Market Capitalization equals the price per share of a company times the number of shares outstanding
Market Capitalization, often shortened as "Market Cap", is the total market value of a company's outstanding shares. Market capitalization is calculated by multiplying the number of shares outstanding (this includes the value of all listed categories of a corporation's stocks - preferred stock, common shares, etc) by the market price per share which is the current value of a company. For example, if a company has 10 million shares, and the current price per share is $10, then the company's market capitalization is (10 million shares x $10), or $100 million.
Market cap is the public market's gauge of how much a company is worth.
You may also see reference to "Mega cap" ($200B or more), "Micro cap" ($50M to $300M) and even "Nano cap" (under $50M).
Examples of Large cap include companies like Google.
For investors it is important to have some knowledge of how different classes behave. In general, the larger the market cap the greater the stability and the lower the risk. In general, large caps are mature companies and small caps are younger, growing companies.
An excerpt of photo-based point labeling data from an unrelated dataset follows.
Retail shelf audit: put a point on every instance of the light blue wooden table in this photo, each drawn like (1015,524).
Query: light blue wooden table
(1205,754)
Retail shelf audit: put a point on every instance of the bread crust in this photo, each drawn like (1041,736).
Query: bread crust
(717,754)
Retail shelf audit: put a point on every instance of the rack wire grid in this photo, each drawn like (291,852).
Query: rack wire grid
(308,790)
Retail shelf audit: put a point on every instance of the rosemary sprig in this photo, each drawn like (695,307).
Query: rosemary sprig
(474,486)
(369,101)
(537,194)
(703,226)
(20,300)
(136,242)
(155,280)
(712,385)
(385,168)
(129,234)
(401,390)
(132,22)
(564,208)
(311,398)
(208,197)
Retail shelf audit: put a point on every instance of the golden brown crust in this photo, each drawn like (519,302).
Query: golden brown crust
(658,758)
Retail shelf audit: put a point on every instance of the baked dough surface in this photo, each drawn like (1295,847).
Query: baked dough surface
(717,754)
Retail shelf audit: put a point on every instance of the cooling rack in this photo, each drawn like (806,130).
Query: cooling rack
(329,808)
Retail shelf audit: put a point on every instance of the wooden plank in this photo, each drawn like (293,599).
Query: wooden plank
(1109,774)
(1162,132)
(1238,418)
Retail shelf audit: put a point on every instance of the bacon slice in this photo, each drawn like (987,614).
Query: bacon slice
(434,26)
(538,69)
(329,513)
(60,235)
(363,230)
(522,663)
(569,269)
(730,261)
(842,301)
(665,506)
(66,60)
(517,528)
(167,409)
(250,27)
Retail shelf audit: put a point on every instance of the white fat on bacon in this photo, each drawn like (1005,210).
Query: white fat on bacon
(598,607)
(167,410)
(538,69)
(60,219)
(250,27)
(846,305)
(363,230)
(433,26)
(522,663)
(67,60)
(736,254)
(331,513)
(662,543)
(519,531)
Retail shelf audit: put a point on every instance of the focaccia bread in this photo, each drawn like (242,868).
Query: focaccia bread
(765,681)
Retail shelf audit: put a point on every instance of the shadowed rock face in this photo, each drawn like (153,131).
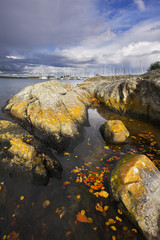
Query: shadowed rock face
(24,157)
(53,111)
(135,184)
(139,96)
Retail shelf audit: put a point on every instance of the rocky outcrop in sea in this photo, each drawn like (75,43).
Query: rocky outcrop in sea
(135,95)
(52,111)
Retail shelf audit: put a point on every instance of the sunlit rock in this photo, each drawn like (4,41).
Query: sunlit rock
(135,184)
(135,95)
(52,111)
(24,157)
(114,131)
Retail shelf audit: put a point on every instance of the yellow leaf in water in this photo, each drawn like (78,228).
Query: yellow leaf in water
(90,220)
(62,214)
(82,212)
(99,207)
(82,218)
(80,179)
(125,229)
(46,203)
(102,194)
(21,198)
(78,196)
(119,211)
(67,154)
(66,183)
(111,221)
(114,228)
(119,219)
(106,208)
(94,228)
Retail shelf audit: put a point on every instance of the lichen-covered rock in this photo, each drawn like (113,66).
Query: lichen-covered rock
(52,111)
(114,131)
(135,184)
(136,95)
(22,156)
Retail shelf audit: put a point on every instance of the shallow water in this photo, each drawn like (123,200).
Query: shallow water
(23,212)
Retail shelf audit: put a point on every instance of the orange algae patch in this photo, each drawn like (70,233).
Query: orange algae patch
(19,110)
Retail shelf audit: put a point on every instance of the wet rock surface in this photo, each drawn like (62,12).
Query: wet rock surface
(52,111)
(24,157)
(135,95)
(135,184)
(114,131)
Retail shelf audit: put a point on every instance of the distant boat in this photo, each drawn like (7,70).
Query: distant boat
(44,77)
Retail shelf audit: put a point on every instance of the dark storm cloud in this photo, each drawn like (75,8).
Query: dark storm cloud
(37,23)
(29,27)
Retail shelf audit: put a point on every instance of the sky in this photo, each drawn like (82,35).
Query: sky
(48,37)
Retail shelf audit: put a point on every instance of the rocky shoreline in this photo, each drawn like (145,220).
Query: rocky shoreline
(55,114)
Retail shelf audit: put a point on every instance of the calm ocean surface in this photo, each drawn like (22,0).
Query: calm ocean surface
(29,220)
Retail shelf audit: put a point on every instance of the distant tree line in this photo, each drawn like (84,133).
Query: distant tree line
(154,66)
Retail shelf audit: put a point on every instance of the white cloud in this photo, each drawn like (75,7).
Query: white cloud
(140,43)
(140,4)
(14,57)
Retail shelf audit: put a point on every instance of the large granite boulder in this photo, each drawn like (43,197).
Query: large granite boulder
(24,157)
(52,111)
(135,95)
(135,184)
(114,131)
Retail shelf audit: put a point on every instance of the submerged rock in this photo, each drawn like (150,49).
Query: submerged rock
(135,95)
(24,157)
(114,131)
(52,111)
(135,184)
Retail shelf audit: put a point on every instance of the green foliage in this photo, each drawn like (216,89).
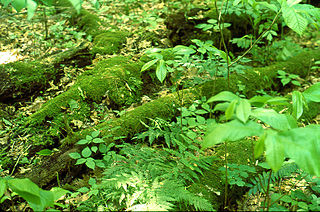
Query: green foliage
(287,78)
(238,174)
(94,144)
(282,138)
(37,198)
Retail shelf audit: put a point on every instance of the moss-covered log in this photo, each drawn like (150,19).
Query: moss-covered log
(166,107)
(20,79)
(115,79)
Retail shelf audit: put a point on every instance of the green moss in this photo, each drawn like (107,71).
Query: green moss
(108,43)
(120,86)
(27,77)
(211,184)
(87,22)
(26,74)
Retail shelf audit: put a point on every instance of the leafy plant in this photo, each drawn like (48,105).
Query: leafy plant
(97,145)
(287,78)
(37,198)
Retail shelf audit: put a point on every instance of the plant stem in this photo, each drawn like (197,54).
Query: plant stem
(256,41)
(226,173)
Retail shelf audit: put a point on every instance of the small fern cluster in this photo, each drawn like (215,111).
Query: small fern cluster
(141,177)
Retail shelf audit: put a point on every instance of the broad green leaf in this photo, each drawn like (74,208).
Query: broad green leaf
(221,106)
(3,186)
(103,148)
(86,152)
(75,155)
(47,2)
(269,6)
(5,3)
(58,192)
(272,118)
(183,50)
(226,96)
(161,71)
(294,20)
(293,2)
(259,146)
(95,3)
(95,134)
(231,108)
(81,161)
(97,140)
(76,4)
(90,163)
(82,141)
(303,146)
(259,99)
(26,189)
(46,198)
(313,93)
(45,152)
(149,64)
(297,104)
(274,150)
(277,101)
(94,149)
(18,5)
(31,7)
(231,131)
(243,110)
(89,138)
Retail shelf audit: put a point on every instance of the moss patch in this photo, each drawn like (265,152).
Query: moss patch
(108,42)
(120,84)
(24,78)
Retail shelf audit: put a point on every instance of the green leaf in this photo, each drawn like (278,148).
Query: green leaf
(86,152)
(274,150)
(183,50)
(161,71)
(243,110)
(95,134)
(58,192)
(89,138)
(45,152)
(231,131)
(285,81)
(26,189)
(97,140)
(272,118)
(46,198)
(303,146)
(294,20)
(18,5)
(149,64)
(259,147)
(297,104)
(90,163)
(231,108)
(81,161)
(223,96)
(3,186)
(5,3)
(31,7)
(76,4)
(313,93)
(94,149)
(47,2)
(103,148)
(82,141)
(221,106)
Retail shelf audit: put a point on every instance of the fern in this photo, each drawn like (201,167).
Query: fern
(260,182)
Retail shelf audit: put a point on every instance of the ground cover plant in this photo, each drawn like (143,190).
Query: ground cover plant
(160,105)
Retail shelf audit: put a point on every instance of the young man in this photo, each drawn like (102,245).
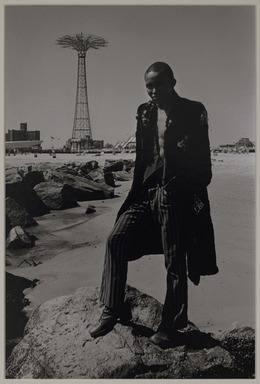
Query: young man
(167,209)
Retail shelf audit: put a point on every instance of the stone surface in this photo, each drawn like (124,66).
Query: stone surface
(26,197)
(113,166)
(33,178)
(56,195)
(15,302)
(240,341)
(84,189)
(19,238)
(90,209)
(12,175)
(123,176)
(18,215)
(109,179)
(57,344)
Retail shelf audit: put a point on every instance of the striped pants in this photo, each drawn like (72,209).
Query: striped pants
(160,209)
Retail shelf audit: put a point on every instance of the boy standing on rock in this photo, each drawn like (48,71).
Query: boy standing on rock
(167,209)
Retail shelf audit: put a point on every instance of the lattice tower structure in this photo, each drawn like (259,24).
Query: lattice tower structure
(81,132)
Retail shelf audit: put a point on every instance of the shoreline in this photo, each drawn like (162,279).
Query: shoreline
(79,248)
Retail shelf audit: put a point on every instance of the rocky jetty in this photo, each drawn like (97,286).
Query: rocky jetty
(37,189)
(57,345)
(15,301)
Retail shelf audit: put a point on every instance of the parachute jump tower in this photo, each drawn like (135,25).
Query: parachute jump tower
(81,133)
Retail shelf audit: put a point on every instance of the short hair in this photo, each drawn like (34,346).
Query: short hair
(161,67)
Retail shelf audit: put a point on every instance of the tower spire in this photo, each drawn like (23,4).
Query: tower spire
(81,132)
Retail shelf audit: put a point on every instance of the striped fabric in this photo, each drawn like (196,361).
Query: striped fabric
(161,208)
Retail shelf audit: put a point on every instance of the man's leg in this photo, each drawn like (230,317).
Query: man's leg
(115,265)
(174,314)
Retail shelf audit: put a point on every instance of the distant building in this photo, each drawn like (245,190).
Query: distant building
(22,138)
(244,142)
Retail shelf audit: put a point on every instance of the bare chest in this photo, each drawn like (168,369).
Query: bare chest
(161,122)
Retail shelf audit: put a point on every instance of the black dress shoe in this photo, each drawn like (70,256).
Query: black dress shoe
(109,318)
(163,339)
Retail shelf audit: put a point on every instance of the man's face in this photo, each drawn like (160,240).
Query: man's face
(159,87)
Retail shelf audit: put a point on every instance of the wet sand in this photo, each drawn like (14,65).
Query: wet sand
(70,246)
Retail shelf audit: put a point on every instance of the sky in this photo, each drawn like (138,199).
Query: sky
(211,50)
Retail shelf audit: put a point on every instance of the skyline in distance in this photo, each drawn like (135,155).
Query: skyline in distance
(211,50)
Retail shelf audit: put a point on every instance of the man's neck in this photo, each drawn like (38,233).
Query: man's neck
(167,107)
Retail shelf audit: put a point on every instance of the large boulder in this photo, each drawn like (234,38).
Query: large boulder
(83,188)
(123,176)
(33,178)
(26,197)
(57,345)
(19,238)
(113,165)
(85,168)
(15,302)
(240,341)
(56,195)
(12,175)
(18,215)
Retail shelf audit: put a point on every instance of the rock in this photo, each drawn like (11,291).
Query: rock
(12,175)
(33,178)
(239,340)
(56,195)
(84,189)
(8,225)
(18,215)
(90,209)
(85,168)
(113,166)
(15,302)
(19,238)
(96,175)
(109,179)
(57,344)
(26,197)
(123,176)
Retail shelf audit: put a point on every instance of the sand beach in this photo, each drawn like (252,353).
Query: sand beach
(70,248)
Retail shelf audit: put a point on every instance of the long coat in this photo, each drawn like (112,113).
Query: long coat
(188,165)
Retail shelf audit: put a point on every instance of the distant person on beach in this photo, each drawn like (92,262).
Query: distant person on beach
(167,209)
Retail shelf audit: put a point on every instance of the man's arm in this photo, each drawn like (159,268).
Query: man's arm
(195,172)
(135,191)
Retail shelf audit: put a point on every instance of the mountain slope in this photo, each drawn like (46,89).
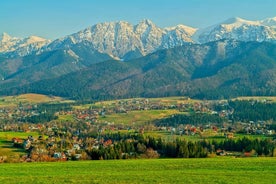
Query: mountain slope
(14,47)
(215,70)
(119,39)
(238,29)
(20,71)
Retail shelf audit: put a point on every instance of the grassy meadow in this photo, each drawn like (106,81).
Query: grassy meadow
(210,170)
(6,144)
(137,117)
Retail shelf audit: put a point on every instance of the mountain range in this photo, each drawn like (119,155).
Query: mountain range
(122,40)
(118,60)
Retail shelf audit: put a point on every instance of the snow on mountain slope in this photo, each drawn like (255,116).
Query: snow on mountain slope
(13,46)
(238,29)
(123,40)
(120,38)
(269,22)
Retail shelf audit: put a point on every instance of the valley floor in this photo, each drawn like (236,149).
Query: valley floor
(208,170)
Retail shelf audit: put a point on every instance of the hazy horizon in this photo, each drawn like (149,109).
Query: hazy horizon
(53,19)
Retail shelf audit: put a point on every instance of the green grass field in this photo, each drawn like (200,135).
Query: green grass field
(138,117)
(6,144)
(210,170)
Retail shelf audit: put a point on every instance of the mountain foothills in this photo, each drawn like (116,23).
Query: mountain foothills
(119,60)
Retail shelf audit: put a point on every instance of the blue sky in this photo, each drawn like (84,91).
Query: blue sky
(56,18)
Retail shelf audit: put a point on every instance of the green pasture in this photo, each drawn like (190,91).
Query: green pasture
(6,148)
(137,117)
(209,170)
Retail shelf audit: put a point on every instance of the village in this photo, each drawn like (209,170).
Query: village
(70,131)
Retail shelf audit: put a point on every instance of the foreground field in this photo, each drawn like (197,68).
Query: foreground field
(210,170)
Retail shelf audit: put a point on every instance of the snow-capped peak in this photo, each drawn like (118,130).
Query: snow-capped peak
(13,46)
(269,22)
(238,29)
(5,37)
(239,21)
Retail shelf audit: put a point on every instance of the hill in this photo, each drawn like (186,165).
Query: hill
(221,69)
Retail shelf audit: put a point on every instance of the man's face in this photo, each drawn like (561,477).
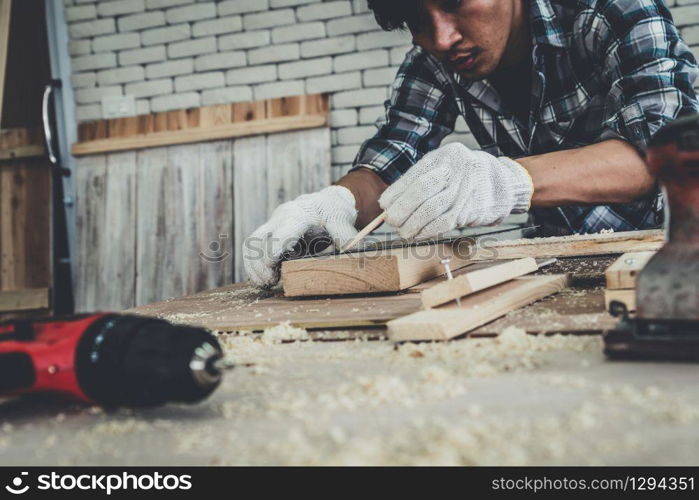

Small caps carry greater risk, but also more upside potential than large caps.
Some mutual funds focus on specific market cap classes and some strive for a mix of different classes.
The market capitalization or size of an industry, or entire stock exchange or entire nations may be calculated.
By the end of 2007 the market cap of the NY Stock Exchange was $15.65 trillion. Including the American SE and NASDAQ the total market cap for the US was $19.92T. The market cap for the entire world was just more than $55T at that time.